Ask how the transparency requirement is handled

An even bigger issue related to the use of machine learning solutions is how to ensure one is able to explain decisions made with decision support from a machine learning solution.

As described above, the lack of transparency is a recurring issue we encounter in connection with machine learning solutions. Even so, the organization has an obligation to inform the data subject. This obligation to provide information extends to the underlying logic in certain types of automated decisions.

It is therefore important to ensure, before a contract is signed, that there are ways to present how the algorithm weighs variables and how accurate the algorithm is. The latter can, for example, be handled by the solution indicating how likely it is that the prediction is accurate.

Ask what the mechanisms are in place to identify and mitigate algorithmic bias

Machine learning creates some new problems related to system ethics. Potential algorithmic bias may challenge the principle of fairness in Article 5 (1) (a) of the GDPR.

See also the Data Protection Authority's AI report, p.15 (pdf)

The Privacy Commission points out that this type of bias may occur when there is a lack of transparency in the solution. Furthermore, these biases will be exacerbated if the solution is used without critical reflection or is fed incorrect data.

In connection with procurement of a machine learning solution, it may be a good idea to find out whether the solution has mechanisms in place to identify potential bias, how often the algorithm should be adjusted and how. If it is possible to identify the situations in which the algorithm may be less accurate, it will be easier to implement appropriate measures to reduce the consequences of this bias. Another alternative would be to retrain the algorithm as soon as its accuracy falls below a pre-defined tolerance.

Going forward

In this project, we learned that the biggest hurdles to establishing a legal basis for the processing of personal data in connection with machine learning arise in the continual learning phase.
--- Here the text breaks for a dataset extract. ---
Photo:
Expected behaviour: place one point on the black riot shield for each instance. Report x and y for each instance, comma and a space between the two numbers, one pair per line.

If an organization wants to use machine learning to solve the problem of not all relevant documentation being archived and entered into the record in a timely fashion, the sandbox project recommends that new archive legislation be implemented to responsibly regulate this issue.
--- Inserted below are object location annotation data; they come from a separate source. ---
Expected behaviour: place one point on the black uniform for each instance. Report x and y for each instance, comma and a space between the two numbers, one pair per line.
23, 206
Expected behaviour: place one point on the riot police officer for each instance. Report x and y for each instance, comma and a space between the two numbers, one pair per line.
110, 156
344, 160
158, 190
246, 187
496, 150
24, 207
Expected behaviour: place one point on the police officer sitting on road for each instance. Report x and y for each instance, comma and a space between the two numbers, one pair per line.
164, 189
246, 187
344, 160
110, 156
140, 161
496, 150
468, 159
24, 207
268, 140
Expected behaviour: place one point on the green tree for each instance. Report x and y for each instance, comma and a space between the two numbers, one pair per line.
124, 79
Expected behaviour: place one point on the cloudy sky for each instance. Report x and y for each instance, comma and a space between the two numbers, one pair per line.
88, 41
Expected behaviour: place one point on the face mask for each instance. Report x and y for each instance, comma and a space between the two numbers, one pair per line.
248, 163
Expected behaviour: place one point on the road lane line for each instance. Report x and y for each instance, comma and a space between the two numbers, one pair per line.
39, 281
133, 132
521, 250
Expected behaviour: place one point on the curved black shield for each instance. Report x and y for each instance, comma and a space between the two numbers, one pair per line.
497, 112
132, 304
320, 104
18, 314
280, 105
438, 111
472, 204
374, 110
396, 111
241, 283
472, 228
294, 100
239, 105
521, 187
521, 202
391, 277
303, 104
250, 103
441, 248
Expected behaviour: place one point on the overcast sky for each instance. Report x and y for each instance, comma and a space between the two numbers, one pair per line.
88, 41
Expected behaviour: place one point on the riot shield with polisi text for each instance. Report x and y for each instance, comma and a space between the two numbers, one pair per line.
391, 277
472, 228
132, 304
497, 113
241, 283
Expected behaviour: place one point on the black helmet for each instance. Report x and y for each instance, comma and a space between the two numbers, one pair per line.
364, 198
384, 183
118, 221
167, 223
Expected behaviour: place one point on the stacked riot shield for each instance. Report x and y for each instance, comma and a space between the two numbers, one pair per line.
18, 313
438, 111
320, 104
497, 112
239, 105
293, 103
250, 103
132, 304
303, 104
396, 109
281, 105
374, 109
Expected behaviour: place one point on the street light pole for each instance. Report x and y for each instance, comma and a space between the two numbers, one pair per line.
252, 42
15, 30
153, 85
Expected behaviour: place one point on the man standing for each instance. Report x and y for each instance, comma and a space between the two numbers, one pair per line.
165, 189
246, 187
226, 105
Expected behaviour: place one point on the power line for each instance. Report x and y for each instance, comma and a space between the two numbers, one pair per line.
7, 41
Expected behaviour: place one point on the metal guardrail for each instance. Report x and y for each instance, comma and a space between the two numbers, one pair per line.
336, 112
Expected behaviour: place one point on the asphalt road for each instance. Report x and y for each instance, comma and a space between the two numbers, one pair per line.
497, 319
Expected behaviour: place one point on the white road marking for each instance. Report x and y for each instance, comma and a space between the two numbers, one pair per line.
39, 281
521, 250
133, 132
The participants and the Data Protection Authority have had an opportunity to discuss practical challenges and potential measures to promote data protection by design in connection with procurement of solutions based on machine learning.

By taking a deep dive into the rules for data protection by design, Simplifai has gained a better understanding of the kinds of requirements they may be faced with from potential buyers of DAM. NVE, on the other hand, has gained a better understanding of the responsibilities data controllers have and how it can define requirements for solutions in a procurement process. The Data Protection Authority has learned more about the need for guidance actors have and how it can continue working to provide specific recommendations and examples.
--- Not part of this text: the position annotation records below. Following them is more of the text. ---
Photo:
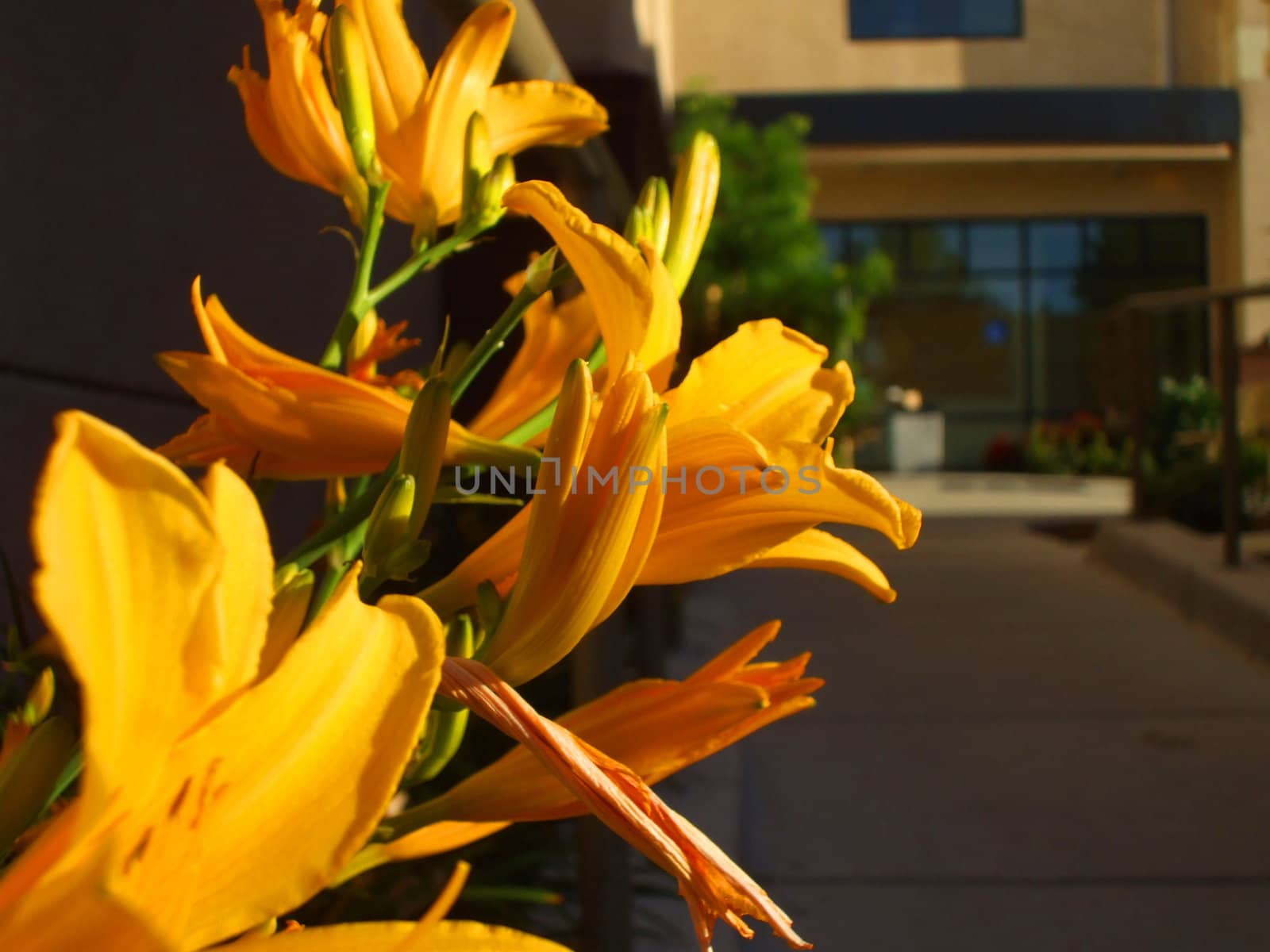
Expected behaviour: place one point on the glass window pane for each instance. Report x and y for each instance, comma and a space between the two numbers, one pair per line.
880, 19
933, 249
995, 245
1054, 244
1113, 244
1172, 244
The sandbox project recognizes the need for more actors to come together to build competence in the public sector and prepare practical examples of requirements public-sector bodies can include in competitive tenders for technical solutions. We would like to see templates setting out requirements for data protection by design in digital tools similar to those available for provider qualifications at anskaffelser.no. Such examples in template form could also provide increased predictability for providers.

If the proposal for a European Artificial Intelligence Act is adopted, there will be less need to use contracts to regulate product requirements. This proposal includes requirements for selected products that use machine-learning technology, not just for product users.